Federal appeals court judges in Washington, D.C., have approved a lower court’s decision to allow special counsel Jack Smith to secretly serve a search warrant for the Twitter file of former President Donald Trump and bar the social media platform from telling the former president about it — but not without some pushback by some Trump-appointed judges.
The U.S. Circuit Court for the District of Columbia denied a request from X — the social media platform formerly known as Twitter — to review a three-judge panel’s affirmation of a lower-court ruling in favor of the special prosecutor’s decision to serve a search warrant on Elon Musk’s company to access Trump’s file, including direct messages and drafts. The warrant was served in January in connection with Smith’s investigation into Trump’s alleged interference with the peaceful transfer of power, which culminated in the Jan. 6 attack on the U.S. Capitol as Congress met to certify President Joe Biden’s electoral win.
As Law&Crime previously reported, Smith served the court-approved warrant on X on Jan. 17, 2023. The existence of that warrant was kept secret from the former president himself via a nondisclosure order, as Smith had successfully argued to U.S. District Judge Beryl Howell that Trump may interfere with the investigation if he knew about the warrant.
Twitter escalated the issue to the U.S. Circuit Court for the District of Columbia, and a three-judge panel — U.S. Circuit Judges Florence Pan and J. Michelle Childs, both Biden appointees, and Cornelia T.L. Pillard, a Barack Obama appointee — affirmed Howell’s decision in July.
Musk’s Twitter sought a rehearing en banc, which the judges denied in a per curiam order on Monday.
But four judges — Trump appointees Neomi Rao, Gregory G. Katsas, and Justin R. Walker, along with George H.W. Bush appointee Karen LeCraft Henderson — disagreed with the majority’s decision, largely on executive privilege grounds. Rao wrote a statement expressing her reasons for disagreeing with the decision, in which the three other judges joined.
“The Special Counsel’s approach obscured and bypassed any assertion of executive privilege and dodged the careful balance Congress struck in the Presidential Records Act,” the statement says. “The district court and this court permitted this arrangement without any consideration of the consequential executive privilege issues raised by this unprecedented search. We should not have endorsed this gambit.”
Rao noted that Howell failed to recognize that Trump’s Twitter file was “presumptively privileged,” and that she should have allowed the former president to assert an executive privilege claim over the material.
Trump himself, however, did not assert such a claim when he learned of the search warrant — a fact that Rao did acknowledge before proceeding with her statement about that very issue.
“The options at this juncture are limited. Once informed of the search, President Trump could have intervened to protect claims of executive privilege, but did not, and so these issues are not properly before the en banc court,” she wrote. “Nonetheless, executive privilege is vital to the energetic and independent exercise of the President’s Article II authority and to the separation of powers. While the privilege may yield to the needs of a criminal investigation, in making this determination, the Supreme Court and this circuit have always carefully balanced executive privilege against other constitutional interests. By contrast, the court here permitted a special prosecutor to avoid even the assertion of executive privilege by allowing a warrant for presidential communications from a third party and then imposing a nondisclosure order.”

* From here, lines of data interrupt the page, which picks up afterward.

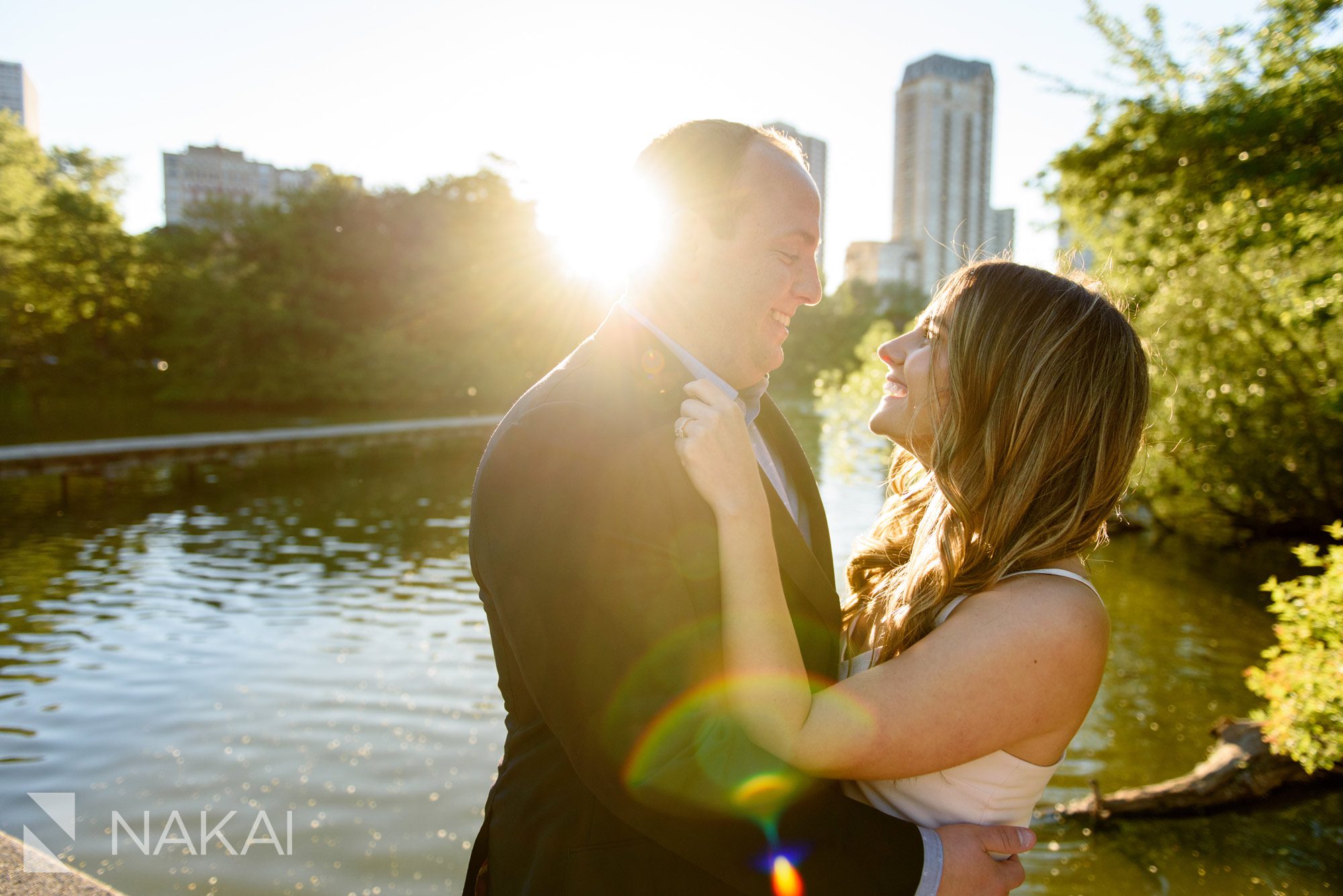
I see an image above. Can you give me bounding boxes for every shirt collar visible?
[619,299,770,427]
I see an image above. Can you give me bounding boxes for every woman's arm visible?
[677,381,1109,779]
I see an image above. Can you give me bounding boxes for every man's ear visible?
[665,209,709,264]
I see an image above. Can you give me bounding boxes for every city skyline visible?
[0,62,42,140]
[0,0,1256,286]
[164,144,361,224]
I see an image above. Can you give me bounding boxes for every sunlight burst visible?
[537,175,665,289]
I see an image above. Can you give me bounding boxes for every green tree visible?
[1246,521,1343,771]
[0,115,150,413]
[770,281,928,397]
[1049,0,1343,535]
[139,170,600,409]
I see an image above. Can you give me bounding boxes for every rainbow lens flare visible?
[770,856,803,896]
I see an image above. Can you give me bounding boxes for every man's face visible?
[685,144,821,389]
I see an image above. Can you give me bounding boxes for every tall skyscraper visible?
[766,121,826,277]
[0,62,38,137]
[892,54,1013,293]
[164,146,360,224]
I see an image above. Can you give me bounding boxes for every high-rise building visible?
[843,243,919,286]
[0,62,38,137]
[164,146,361,224]
[766,121,826,277]
[892,54,1013,293]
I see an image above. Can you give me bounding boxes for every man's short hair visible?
[634,118,810,236]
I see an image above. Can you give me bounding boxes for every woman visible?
[677,260,1147,828]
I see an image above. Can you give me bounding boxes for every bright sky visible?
[0,0,1256,285]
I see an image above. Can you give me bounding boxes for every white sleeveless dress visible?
[839,568,1100,828]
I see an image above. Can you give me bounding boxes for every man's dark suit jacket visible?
[465,309,923,896]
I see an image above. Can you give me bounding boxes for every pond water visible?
[0,417,1343,896]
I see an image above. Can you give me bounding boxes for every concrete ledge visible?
[0,830,125,896]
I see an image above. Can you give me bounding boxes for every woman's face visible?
[868,309,948,465]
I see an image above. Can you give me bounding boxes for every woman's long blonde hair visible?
[845,259,1148,662]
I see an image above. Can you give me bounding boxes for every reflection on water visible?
[0,420,1343,895]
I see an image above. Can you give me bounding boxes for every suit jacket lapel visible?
[598,309,839,652]
[756,395,839,632]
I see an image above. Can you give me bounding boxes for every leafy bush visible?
[1045,0,1343,536]
[1245,521,1343,771]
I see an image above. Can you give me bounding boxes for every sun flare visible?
[537,175,665,289]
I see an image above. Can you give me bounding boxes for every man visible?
[465,121,1034,896]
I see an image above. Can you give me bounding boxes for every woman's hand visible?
[676,380,770,517]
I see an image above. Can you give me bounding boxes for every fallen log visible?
[1054,716,1343,821]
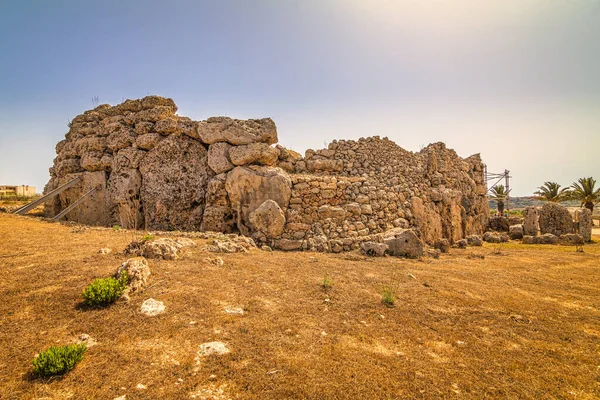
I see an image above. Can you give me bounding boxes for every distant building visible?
[0,185,35,197]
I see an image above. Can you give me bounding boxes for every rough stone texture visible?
[197,117,277,145]
[45,96,488,252]
[115,257,150,292]
[140,299,165,317]
[225,166,291,234]
[508,225,523,240]
[467,235,483,246]
[360,242,389,257]
[456,239,469,249]
[197,342,230,357]
[383,229,425,258]
[483,232,510,243]
[576,208,593,242]
[229,143,279,165]
[539,202,573,236]
[558,233,589,246]
[523,207,540,236]
[140,135,209,231]
[523,233,558,244]
[139,238,193,260]
[433,238,450,253]
[248,200,285,239]
[208,142,235,174]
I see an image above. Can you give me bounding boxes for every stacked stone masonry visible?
[45,96,489,252]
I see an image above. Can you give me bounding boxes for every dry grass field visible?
[0,214,600,400]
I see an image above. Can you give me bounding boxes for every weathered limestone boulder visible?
[467,235,483,246]
[539,202,573,236]
[383,229,425,258]
[208,142,235,174]
[135,133,162,150]
[140,298,166,317]
[523,207,539,236]
[523,233,558,244]
[115,257,150,292]
[201,173,235,233]
[225,165,292,234]
[558,233,585,246]
[248,200,285,239]
[508,225,523,240]
[273,239,303,251]
[433,238,450,253]
[576,208,593,242]
[197,117,277,146]
[139,238,193,260]
[360,242,389,257]
[206,235,256,253]
[488,217,510,232]
[140,135,209,231]
[483,231,510,243]
[229,143,279,165]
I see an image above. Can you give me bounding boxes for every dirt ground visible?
[0,214,600,400]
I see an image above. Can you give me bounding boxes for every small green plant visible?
[321,274,333,290]
[32,344,87,378]
[381,286,396,307]
[82,271,128,307]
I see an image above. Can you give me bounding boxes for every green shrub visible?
[82,271,128,307]
[32,344,87,377]
[381,286,396,307]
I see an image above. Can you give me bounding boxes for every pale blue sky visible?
[0,0,600,195]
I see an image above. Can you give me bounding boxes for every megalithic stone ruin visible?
[45,96,489,251]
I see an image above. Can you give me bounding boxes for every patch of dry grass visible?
[0,215,600,400]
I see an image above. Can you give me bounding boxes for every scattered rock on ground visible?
[433,238,450,253]
[467,235,483,246]
[360,242,389,257]
[383,229,425,258]
[539,202,573,236]
[115,257,150,292]
[558,233,585,246]
[508,225,523,240]
[483,232,510,243]
[196,342,230,357]
[140,298,165,317]
[456,239,469,249]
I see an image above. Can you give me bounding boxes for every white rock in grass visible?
[140,299,165,317]
[197,342,230,357]
[225,306,244,315]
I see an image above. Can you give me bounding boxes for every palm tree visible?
[489,185,510,215]
[533,182,569,203]
[570,177,600,214]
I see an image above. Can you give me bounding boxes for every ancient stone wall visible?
[45,96,488,251]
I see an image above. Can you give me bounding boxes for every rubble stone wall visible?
[45,96,488,251]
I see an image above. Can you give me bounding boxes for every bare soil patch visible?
[0,214,600,400]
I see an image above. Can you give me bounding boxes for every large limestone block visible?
[140,135,210,230]
[539,202,573,236]
[225,165,292,233]
[197,117,277,145]
[208,142,235,174]
[523,207,539,236]
[383,229,425,258]
[229,143,279,165]
[249,200,285,239]
[55,171,110,225]
[577,208,593,242]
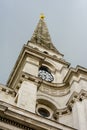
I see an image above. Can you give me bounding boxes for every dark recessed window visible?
[38,108,50,117]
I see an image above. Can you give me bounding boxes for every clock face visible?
[38,70,54,82]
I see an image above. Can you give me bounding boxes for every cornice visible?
[0,101,75,130]
[14,72,69,90]
[7,45,70,87]
[54,89,87,120]
[0,84,16,97]
[63,65,87,82]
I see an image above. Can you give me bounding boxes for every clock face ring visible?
[38,70,54,82]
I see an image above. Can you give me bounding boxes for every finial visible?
[40,13,45,19]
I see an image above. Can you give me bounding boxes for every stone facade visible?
[0,17,87,130]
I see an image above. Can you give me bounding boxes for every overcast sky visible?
[0,0,87,84]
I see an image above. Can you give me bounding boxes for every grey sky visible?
[0,0,87,84]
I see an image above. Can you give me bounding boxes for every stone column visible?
[17,81,37,113]
[72,101,87,130]
[83,99,87,122]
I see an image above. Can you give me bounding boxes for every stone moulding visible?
[0,101,76,130]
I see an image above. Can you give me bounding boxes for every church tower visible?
[0,15,87,130]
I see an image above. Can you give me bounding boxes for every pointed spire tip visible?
[40,13,45,19]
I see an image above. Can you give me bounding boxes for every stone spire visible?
[30,14,59,53]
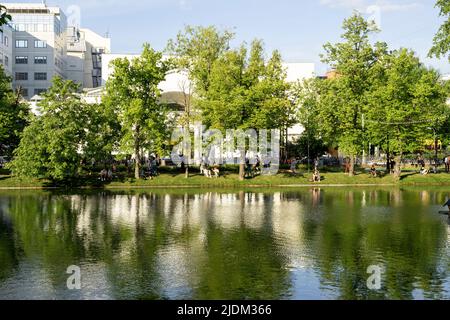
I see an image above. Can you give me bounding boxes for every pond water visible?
[0,187,450,300]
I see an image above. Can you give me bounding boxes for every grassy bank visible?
[0,166,450,189]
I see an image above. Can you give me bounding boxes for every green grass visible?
[0,166,450,189]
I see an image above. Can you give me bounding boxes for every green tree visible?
[0,5,11,30]
[9,77,107,180]
[105,44,171,179]
[199,40,292,180]
[320,13,386,175]
[168,27,294,179]
[366,49,448,178]
[166,26,234,95]
[0,65,29,157]
[429,0,450,60]
[291,79,327,166]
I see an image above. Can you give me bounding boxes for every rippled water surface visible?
[0,188,450,299]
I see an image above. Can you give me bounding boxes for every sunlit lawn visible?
[0,169,450,188]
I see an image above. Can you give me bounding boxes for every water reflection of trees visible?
[0,188,449,299]
[303,190,449,299]
[0,193,290,299]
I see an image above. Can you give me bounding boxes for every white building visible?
[5,3,67,99]
[0,1,111,101]
[66,27,111,88]
[0,25,13,76]
[102,54,315,99]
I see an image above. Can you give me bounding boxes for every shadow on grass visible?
[400,171,420,181]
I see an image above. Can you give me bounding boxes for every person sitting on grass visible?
[212,166,220,179]
[313,168,321,182]
[420,166,429,176]
[291,158,298,174]
[370,164,378,178]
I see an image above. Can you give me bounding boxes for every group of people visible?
[290,158,322,182]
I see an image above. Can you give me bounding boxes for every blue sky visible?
[2,0,450,74]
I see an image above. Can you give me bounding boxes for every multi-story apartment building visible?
[5,3,67,98]
[67,27,111,88]
[0,2,111,100]
[0,25,13,76]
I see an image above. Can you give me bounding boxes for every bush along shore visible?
[4,167,450,190]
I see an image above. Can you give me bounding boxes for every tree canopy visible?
[104,44,172,179]
[429,0,450,61]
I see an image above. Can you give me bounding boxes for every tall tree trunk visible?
[394,152,403,180]
[134,126,141,180]
[239,163,245,181]
[348,156,355,177]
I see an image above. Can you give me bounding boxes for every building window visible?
[16,40,28,48]
[16,56,28,64]
[16,72,28,81]
[34,89,47,96]
[34,72,47,80]
[19,88,28,98]
[34,56,47,64]
[34,40,47,48]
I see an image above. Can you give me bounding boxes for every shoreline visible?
[0,172,450,191]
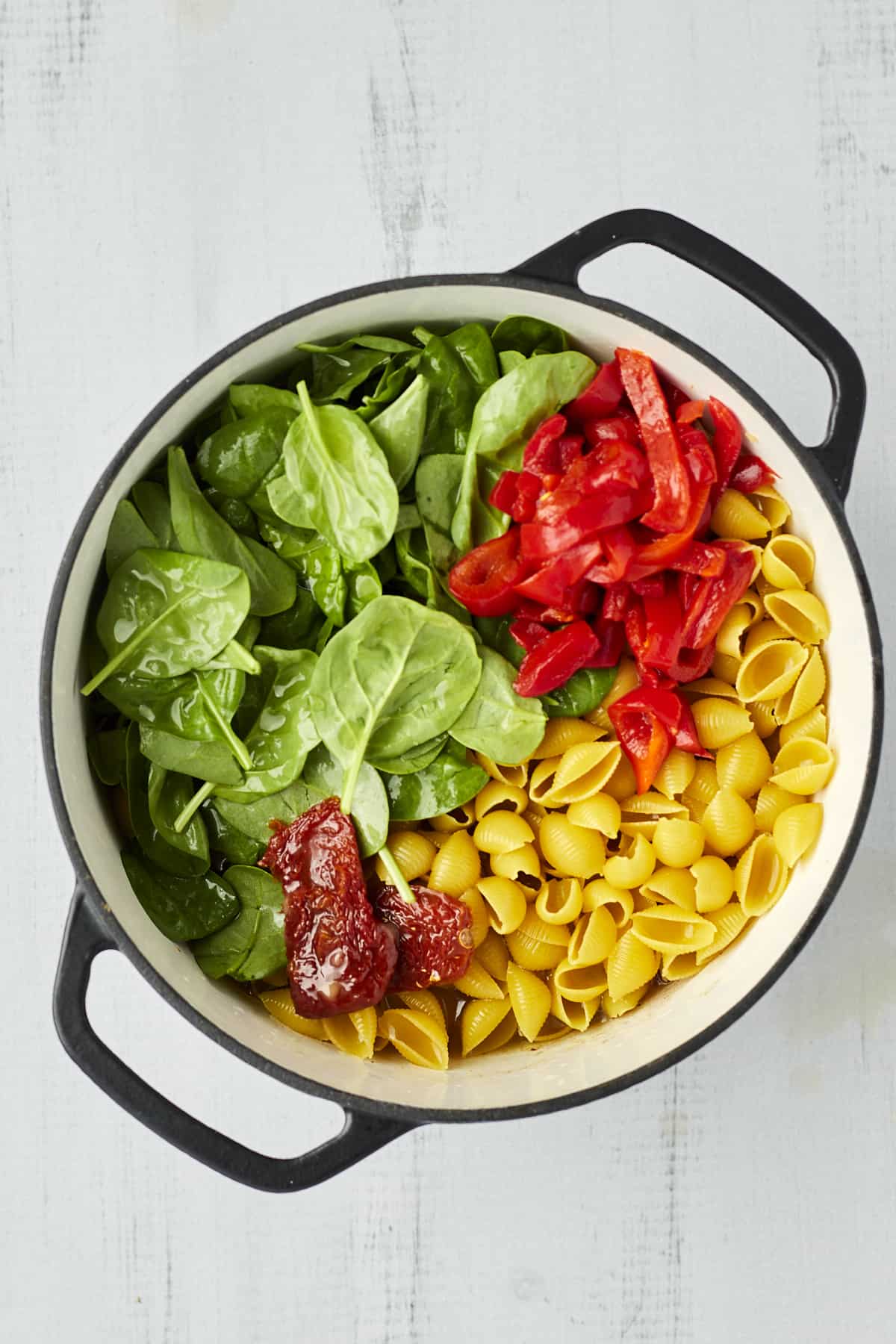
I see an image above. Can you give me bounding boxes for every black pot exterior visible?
[40,210,883,1191]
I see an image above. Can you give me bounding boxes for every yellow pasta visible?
[765,588,830,644]
[730,640,809,704]
[771,738,834,796]
[701,789,755,859]
[477,877,528,934]
[691,696,752,751]
[473,812,535,853]
[607,935,663,998]
[691,853,735,915]
[709,489,770,541]
[716,732,771,798]
[762,532,815,588]
[508,962,551,1040]
[603,836,657,889]
[537,877,582,924]
[429,813,483,897]
[567,906,617,966]
[538,812,605,877]
[771,803,825,868]
[324,1008,376,1059]
[653,812,709,868]
[567,793,622,839]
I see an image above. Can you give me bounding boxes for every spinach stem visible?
[175,783,217,835]
[379,844,417,906]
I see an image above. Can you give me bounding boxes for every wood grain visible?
[0,0,896,1344]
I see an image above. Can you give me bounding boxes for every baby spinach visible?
[193,864,286,980]
[370,373,429,489]
[450,647,545,765]
[311,597,481,810]
[121,845,239,942]
[81,550,249,695]
[383,738,489,821]
[217,645,320,803]
[284,383,398,564]
[168,447,296,615]
[196,408,297,500]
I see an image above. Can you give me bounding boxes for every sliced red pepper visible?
[449,527,526,615]
[729,453,778,494]
[617,349,691,532]
[513,621,599,696]
[681,541,755,649]
[708,396,743,504]
[563,359,623,425]
[523,415,567,476]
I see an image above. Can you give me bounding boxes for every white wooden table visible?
[0,0,896,1344]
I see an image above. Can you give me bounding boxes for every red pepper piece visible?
[372,883,473,992]
[508,617,551,653]
[523,415,567,476]
[489,472,521,514]
[563,359,623,425]
[261,798,398,1018]
[513,621,599,696]
[449,527,526,615]
[708,396,743,505]
[729,453,778,494]
[681,541,755,649]
[516,541,603,610]
[617,349,691,532]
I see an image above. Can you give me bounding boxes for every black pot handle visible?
[52,890,414,1193]
[511,210,865,500]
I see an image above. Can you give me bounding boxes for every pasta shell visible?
[772,803,825,868]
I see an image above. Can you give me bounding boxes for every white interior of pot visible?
[52,284,872,1112]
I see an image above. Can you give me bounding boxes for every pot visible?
[40,210,883,1191]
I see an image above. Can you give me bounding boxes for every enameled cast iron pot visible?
[40,210,883,1191]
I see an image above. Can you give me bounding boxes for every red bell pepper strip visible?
[617,349,691,532]
[449,527,526,615]
[563,359,623,425]
[708,396,743,505]
[523,415,567,476]
[729,453,778,494]
[681,541,755,649]
[513,621,599,696]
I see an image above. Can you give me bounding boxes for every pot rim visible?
[39,272,884,1125]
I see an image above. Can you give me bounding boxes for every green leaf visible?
[450,647,545,765]
[121,847,239,942]
[82,551,249,695]
[168,447,296,615]
[284,383,398,564]
[385,739,489,821]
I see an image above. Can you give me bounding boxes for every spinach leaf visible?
[261,519,348,625]
[168,447,296,615]
[450,648,545,765]
[217,645,320,803]
[284,383,398,564]
[196,405,296,503]
[370,373,429,491]
[87,729,125,785]
[385,738,489,821]
[106,500,157,575]
[148,765,208,872]
[491,317,570,358]
[302,742,388,859]
[451,349,595,555]
[541,668,617,719]
[81,551,249,695]
[121,847,239,942]
[311,597,481,808]
[193,864,286,980]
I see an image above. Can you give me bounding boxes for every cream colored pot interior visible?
[52,284,872,1112]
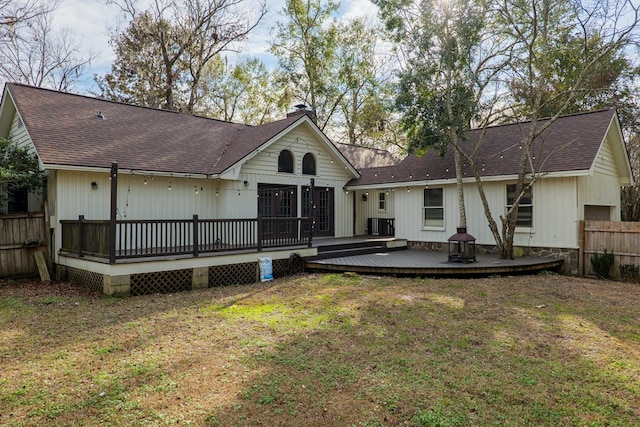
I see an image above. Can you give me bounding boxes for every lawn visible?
[0,274,640,427]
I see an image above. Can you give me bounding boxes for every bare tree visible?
[461,0,640,258]
[0,0,55,28]
[0,11,93,91]
[99,0,266,114]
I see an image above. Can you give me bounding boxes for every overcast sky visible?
[54,0,377,92]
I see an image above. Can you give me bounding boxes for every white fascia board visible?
[44,164,218,179]
[344,170,591,190]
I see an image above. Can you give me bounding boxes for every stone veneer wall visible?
[407,241,578,273]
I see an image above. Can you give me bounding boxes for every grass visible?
[0,274,640,427]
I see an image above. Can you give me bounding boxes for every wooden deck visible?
[306,249,564,277]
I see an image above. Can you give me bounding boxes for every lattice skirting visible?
[130,268,193,296]
[209,262,259,288]
[58,266,104,293]
[58,257,304,296]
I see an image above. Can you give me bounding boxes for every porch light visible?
[449,227,476,264]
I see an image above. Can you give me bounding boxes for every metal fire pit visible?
[449,227,476,263]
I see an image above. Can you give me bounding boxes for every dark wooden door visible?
[258,184,298,239]
[302,187,335,236]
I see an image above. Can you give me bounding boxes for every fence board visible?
[0,213,47,278]
[581,221,640,277]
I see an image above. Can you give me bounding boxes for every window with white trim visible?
[422,188,444,228]
[507,184,533,228]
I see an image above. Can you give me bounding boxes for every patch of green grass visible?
[0,274,640,427]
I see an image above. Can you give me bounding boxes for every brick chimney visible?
[287,104,317,123]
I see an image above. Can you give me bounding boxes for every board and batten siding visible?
[578,136,620,221]
[53,170,217,221]
[6,110,44,212]
[347,189,396,235]
[395,177,578,248]
[242,126,353,237]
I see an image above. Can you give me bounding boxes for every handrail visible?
[60,215,311,262]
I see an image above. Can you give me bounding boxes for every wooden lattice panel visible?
[66,267,104,293]
[130,268,193,296]
[209,262,258,288]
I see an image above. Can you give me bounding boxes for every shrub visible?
[591,249,614,279]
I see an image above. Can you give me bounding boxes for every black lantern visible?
[449,227,476,263]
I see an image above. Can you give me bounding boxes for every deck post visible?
[307,178,316,247]
[256,215,262,252]
[193,214,200,258]
[578,220,585,276]
[78,215,84,258]
[109,162,118,264]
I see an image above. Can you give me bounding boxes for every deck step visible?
[307,241,407,261]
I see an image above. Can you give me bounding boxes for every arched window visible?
[278,150,293,173]
[302,153,316,175]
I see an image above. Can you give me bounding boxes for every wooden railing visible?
[60,215,312,263]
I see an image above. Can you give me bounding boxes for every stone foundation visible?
[407,241,578,273]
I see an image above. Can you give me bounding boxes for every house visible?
[0,84,359,294]
[0,84,633,295]
[345,110,633,269]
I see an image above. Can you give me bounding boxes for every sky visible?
[54,0,377,93]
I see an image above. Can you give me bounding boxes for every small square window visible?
[422,188,444,227]
[507,184,533,228]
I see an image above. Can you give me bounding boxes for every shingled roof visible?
[348,110,616,186]
[334,142,399,170]
[5,83,314,175]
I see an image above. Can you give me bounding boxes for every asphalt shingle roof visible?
[349,110,616,186]
[6,83,303,174]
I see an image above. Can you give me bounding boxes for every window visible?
[507,184,533,228]
[422,188,444,227]
[302,153,316,175]
[278,150,293,173]
[378,193,387,212]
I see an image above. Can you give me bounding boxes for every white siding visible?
[240,126,353,237]
[356,189,397,235]
[9,113,35,152]
[578,137,620,221]
[7,108,44,212]
[53,171,217,220]
[396,178,578,248]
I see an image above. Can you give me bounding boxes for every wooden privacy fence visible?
[578,221,640,277]
[0,213,47,278]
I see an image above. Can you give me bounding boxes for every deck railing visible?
[60,215,312,263]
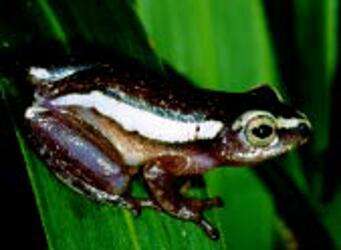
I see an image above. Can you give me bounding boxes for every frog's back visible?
[30,62,228,143]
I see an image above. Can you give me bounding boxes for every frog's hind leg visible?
[143,161,221,239]
[27,105,154,214]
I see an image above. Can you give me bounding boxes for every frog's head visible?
[215,86,311,164]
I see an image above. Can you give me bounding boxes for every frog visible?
[24,63,312,240]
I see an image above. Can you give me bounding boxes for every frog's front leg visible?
[143,156,222,239]
[26,106,155,214]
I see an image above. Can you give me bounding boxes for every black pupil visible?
[252,125,273,139]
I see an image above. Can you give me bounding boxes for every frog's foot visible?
[185,197,223,211]
[143,164,222,239]
[113,195,161,216]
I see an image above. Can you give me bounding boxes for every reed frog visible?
[25,61,311,239]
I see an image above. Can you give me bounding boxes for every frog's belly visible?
[69,107,180,166]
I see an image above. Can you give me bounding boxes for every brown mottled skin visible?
[25,61,310,239]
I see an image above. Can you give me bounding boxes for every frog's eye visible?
[245,116,276,147]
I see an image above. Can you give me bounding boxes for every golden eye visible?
[245,116,276,147]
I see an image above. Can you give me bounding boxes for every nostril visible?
[298,123,311,137]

Howell and the appellate court, Rao says, “break with longstanding precedent and gut the constitutional protections for executive privilege.”
Rao said that because Trump “used his Twitter account to conduct official business,” the contents of that account could have contained privileged material — a possibility “vigorously maintained” by Musk’s company.
“The district court dismissed the concerns about executive privilege and also questioned the company’s motives in raising claims on behalf of President Trump,” Rao also says, writing in a footnote that Howell asked attorneys for Twitter if they were litigating the case only because “the CEO wants to cozy up with the former President.”
“Under longstanding precedent, however, the Special Counsel should not have been allowed to evade an assertion of presidential privilege simply by issuing the warrant to a third party — ‘it is, after all, the President’s information.””
Twitter had initially refused to comply with the search warrant, claiming that a nondisclosure order that accompanied the warrant preventing Twitter from telling anyone “about the existence or contents of the warrant” was unconstitutional. After a few rounds of back-and-forth with prosecutors and Howell, Twitter did ultimately comply, on Feb. 9. But because that compliance came days after a court-ordered deadline, Howell found the social media giant in contempt of court and issued $350,000 in sanctions.
The federal docket of the case, now before U.S. District Judge James Boasberg, instructs the parties to file a joint status report within 10 days of the appeals court ruling.
Rao ended her statement with a reference to conservative judicial idol Supreme Court Justice Antonin Scalia — and a warning.
“Not every ‘wolf comes as a wolf,’” Rao wrote, quoting Scalia in a dissent from a 1988 case. “Perhaps the threat here was hard to spot. Nevertheless, judicial disregard of executive privilege undermines the Presidency, not just the former President being investigated in this case.”